AFRL developing cyber range for space operation

The Air Force Research Lab (AFRL) was recently awarded a contract to build a space cybersecurity range for “the Space Force and other organizations to conduct realistic exercises simulating cyberattacks against satellites and ground systems”[1].  The goal of the range is to “replicate a real world satellite operations center” [1].  Many different cyber ranges exist in the DoD but this is the first one that is dedicated to a “space mission that includes spacecraft in orbit”[1].  We had a guest lecturer speak about MITRE’s work with cubesats on a desk but the AFRL lab will “include four cubesats orbiting in a low-earth orbit in 2024’  [1]

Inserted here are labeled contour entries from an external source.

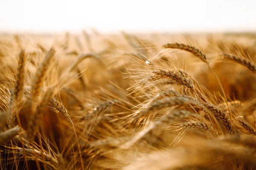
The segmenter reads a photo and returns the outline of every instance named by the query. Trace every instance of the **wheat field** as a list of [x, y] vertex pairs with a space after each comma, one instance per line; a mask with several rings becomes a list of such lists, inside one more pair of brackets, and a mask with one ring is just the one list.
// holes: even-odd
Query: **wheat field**
[[0, 36], [1, 170], [256, 169], [256, 34]]

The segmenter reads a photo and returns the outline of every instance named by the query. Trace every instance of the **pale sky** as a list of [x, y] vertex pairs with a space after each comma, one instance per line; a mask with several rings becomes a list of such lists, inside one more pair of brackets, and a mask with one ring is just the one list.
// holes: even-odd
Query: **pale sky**
[[0, 0], [0, 31], [256, 30], [256, 0]]

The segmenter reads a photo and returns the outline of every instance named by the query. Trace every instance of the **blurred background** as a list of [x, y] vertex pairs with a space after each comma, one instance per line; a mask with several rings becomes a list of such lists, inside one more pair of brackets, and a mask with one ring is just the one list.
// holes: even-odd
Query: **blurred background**
[[254, 31], [256, 1], [2, 0], [0, 31]]

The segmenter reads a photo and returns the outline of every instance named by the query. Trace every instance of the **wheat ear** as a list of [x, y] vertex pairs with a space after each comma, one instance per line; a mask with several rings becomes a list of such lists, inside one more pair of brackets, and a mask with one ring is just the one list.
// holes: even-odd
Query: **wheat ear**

This is important to cybersecurity because it will allow researchers to have a path where the final hop is in space.  Instead of simulating signals they will be able to actually develop and use tools without simulating some scenarios or communication paths.  The satellites will require all the segments we talked about last week in class to be functioning.  The space segment, ground segment, and user segment will all be functional and provide a the most realistic testing environment possible.  The space vehicle will be subject to everything a vehicles experience in LEO, the transmission path will be subject to weather and other potentially limiting factors, and the user segment will come with all the problems that can only occur when you add humans into the security equation.  Finally, it’s common knowledge that actually doing something is better than simulating it all the time.  So researchers having access to actual space vehicles whose sole purpose is to provide a testing range for them has the potential to yield great results.  There will be less of a need for deconfliction and potentially higher risk tolerance with decision makers since there is no threat to mission or information other than research. 

[1] S. Erwin, “AFRL developing ‘cyber range’ for space operators,” Oct. 06, 2022. (accessed Oct. 12, 2022).